What is Christmas and How Did It Get Its Name
Whether you view Christmas as a holiday and time for vacating or as a holy day of worship, Christmas is in fact
a mixture of various cultures from around the world which has been accumulating for hundreds of years. Turkey
dinners with cranberry sauce, decorated evergreen trees and the colorfully wrapped gifts at their bases, Christmas
cards and their heartfelt greetings, jolly old Santa Claus and his reindeer, yule logs and chestnuts roasting on
open fires, mistletoes and granted kisses, chiming bells and carols are all many aspects of Christmas which we have
come to consider as inherently inseparable and at the heart of December 25, all came in bits and pieces from
different peoples.
Today’s Christmas is a celebration of Christ’s birthday but in reality, no one knows when Christ was born and
until the early part of the fourth century no one cared. Birthdays were no reason to celebrate or commemorate but
deaths were. Theologians, researchers and historians through the ages have attempted to pinpoint the Nativity to a
specific date but came up with a profusion of unrelated dates such as January 1, January 6, March 25 and May 20,
but none found the slightest evidence that would even remotely point to December 25. May 20 became the most often
agreed upon date of the Nativity because the Gospel of Luke maintains that the shepherds who received the news of
Christ’s birth were watching their sheep by night and it is known that sheep where watched around the clock only at
lambing time which was in the spring.
In an attempt to cast a shadow on an ancient pagan religion, Mithraism, whose December 25 festivities threatened
to attract more Christians than the church could afford to lose, clever church elders suggested celebrations of the
Nativity on the same day. Although they encountered much opposition from the more conservative sector of the church
which claimed that it is sinful to even as much as contemplate observing the birth of Christ “as though He were a
King Pharaoh” and not a divine son of God, the renegade fathers ultimately prevailed.
The church thereafter legitimized December 25 as the birth date of Christ and its observance would be
characterized in meditative prayer, in giving thanks and in pensive rejoicing — a mass, Christ’s mass. One
Christian theologian wrote in his journal in the latter part of the 320s: “We hold this day holy, not like the
pagans because of the birth of the sun, but because of Him who made it.”

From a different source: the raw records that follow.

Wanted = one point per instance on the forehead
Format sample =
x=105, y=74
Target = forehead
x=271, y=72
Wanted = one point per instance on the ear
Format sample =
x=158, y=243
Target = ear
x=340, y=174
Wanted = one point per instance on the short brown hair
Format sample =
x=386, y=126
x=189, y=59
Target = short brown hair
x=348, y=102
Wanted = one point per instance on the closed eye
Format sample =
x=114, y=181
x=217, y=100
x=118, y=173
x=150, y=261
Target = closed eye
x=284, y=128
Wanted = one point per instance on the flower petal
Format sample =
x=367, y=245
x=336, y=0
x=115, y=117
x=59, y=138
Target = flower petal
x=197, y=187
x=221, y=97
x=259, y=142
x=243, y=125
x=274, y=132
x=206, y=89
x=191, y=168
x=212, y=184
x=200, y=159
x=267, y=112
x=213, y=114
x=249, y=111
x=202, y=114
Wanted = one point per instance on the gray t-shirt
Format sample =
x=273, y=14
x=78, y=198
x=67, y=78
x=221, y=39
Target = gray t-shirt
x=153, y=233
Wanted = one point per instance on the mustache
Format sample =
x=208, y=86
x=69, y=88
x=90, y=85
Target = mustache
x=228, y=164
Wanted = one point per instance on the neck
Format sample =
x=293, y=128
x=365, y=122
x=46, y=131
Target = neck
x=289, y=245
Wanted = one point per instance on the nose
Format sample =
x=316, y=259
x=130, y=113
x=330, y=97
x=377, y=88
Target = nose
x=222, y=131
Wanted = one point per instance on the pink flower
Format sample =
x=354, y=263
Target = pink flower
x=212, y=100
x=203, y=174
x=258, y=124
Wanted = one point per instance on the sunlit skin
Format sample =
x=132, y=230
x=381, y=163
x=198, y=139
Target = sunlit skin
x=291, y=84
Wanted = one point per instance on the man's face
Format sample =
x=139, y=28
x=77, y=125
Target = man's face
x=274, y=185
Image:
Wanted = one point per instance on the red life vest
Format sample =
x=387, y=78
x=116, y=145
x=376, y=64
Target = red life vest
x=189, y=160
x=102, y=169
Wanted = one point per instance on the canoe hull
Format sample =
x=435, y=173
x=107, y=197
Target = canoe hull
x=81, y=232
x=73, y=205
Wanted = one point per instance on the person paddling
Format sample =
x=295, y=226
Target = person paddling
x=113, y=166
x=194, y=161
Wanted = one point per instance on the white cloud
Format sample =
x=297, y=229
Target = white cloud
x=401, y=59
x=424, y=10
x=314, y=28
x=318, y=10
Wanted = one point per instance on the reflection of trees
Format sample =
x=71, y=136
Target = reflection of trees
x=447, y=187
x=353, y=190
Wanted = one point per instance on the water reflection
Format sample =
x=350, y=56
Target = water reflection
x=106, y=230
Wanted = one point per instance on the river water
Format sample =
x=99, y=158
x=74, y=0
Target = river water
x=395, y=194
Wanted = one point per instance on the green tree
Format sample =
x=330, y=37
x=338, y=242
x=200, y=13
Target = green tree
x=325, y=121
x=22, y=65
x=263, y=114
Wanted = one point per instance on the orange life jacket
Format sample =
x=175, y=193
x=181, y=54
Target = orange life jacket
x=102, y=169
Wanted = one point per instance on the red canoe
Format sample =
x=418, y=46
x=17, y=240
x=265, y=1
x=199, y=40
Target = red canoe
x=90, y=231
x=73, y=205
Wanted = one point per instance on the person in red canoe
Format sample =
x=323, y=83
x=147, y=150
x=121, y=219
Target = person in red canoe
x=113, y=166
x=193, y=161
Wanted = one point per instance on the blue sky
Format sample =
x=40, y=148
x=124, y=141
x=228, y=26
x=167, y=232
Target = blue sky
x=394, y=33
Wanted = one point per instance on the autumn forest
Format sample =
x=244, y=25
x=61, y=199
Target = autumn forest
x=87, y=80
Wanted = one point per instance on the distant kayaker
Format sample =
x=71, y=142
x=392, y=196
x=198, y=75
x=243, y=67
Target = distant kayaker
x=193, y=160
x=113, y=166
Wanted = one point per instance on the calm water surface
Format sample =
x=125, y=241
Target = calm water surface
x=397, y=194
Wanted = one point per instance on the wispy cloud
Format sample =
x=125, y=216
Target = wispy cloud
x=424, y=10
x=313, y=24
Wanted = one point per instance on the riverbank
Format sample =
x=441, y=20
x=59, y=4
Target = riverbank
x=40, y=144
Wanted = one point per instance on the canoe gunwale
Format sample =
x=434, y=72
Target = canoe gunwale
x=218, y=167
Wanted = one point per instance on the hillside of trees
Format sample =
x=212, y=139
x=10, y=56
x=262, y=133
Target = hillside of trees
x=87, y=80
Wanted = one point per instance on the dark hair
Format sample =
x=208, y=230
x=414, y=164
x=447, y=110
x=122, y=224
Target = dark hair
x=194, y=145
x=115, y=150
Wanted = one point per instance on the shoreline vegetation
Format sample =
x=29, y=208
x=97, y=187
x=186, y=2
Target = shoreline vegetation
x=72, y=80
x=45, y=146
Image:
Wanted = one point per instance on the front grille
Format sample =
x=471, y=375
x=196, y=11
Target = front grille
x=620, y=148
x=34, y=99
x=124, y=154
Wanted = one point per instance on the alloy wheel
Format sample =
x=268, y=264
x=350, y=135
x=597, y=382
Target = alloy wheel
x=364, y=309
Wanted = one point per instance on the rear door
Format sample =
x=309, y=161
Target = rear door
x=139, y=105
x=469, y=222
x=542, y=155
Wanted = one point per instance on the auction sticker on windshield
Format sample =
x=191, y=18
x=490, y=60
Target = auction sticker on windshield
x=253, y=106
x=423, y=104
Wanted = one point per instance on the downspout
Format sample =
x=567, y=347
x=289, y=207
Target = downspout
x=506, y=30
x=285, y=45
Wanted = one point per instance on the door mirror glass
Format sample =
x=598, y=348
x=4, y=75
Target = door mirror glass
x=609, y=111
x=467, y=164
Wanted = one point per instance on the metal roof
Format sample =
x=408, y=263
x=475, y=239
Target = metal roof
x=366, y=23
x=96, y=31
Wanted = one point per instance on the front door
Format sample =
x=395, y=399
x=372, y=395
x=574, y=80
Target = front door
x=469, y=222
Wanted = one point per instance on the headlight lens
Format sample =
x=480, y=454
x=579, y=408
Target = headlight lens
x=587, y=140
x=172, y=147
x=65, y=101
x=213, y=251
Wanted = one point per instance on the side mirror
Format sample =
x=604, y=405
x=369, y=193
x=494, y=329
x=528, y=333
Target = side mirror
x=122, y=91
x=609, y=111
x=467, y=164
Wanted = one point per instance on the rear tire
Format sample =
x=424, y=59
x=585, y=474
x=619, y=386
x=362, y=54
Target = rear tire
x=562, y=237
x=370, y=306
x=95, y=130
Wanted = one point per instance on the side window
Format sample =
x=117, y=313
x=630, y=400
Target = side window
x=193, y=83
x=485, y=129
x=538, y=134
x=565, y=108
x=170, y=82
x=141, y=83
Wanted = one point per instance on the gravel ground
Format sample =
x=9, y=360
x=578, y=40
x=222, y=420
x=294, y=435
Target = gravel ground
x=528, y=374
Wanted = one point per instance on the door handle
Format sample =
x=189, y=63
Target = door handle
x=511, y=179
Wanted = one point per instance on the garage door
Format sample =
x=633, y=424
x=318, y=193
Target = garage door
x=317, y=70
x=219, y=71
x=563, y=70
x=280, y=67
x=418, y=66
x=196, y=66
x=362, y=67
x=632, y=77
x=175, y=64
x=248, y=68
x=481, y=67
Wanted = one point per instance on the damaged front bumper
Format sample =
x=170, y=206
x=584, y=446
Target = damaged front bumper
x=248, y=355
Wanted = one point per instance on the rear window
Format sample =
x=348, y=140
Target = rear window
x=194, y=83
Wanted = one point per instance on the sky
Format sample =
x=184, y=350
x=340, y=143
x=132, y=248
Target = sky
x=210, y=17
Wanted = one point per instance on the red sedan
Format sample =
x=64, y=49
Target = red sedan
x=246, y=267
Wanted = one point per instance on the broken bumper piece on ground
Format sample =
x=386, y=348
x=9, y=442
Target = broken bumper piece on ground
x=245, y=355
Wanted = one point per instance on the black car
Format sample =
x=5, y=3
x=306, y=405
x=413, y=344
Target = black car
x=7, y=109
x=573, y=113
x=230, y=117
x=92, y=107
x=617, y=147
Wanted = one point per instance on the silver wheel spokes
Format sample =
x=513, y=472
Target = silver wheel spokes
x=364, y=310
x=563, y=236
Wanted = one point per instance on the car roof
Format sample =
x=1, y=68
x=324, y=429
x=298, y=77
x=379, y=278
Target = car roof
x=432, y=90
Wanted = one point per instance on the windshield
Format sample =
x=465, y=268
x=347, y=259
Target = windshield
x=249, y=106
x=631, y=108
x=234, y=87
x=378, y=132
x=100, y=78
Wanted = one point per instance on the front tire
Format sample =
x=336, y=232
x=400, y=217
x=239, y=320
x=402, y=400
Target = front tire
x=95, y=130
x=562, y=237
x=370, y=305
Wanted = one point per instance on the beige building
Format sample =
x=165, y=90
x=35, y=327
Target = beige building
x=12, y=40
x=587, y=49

Thanks to the psychological power of group celebrations, the unification and equalization of ranks and social
classes, the solidification and affirmation of collective identity and the reinforcement of a common belief system
and its objectives, the celebration of Christ’s mass or Christmas on December 25 took hold in the Western world.
However, Christmas did not become permanently rooted until the Roman emperor Constantine was baptized in 337, an
event which for the first time united the Roman emperorship with the Christian church and made Christianity the
official religion of the state. And when in 354, Bishop Liberius of Rome reiterated the importance of celebrating
not only Christ’s death but also His birth; those few who still remained aloof from the church were finally
convinced.
The word Christmas stems from the abbreviation of “Christ’s mass” which is a derivative from Middle English
Christemasssee and Old English Cristes maesse. The earliest found evidence of this phrase was recorded in 1038
which was also an amalgamated derivative of the Greek Christos and the Latin missa. In the Greek translations of
the New Testament, the letter X (chi) is the first letter of Christ. By the mid-16th century, X was used as an
acronym for Christ and Xmas became the abbreviate form of Christmas.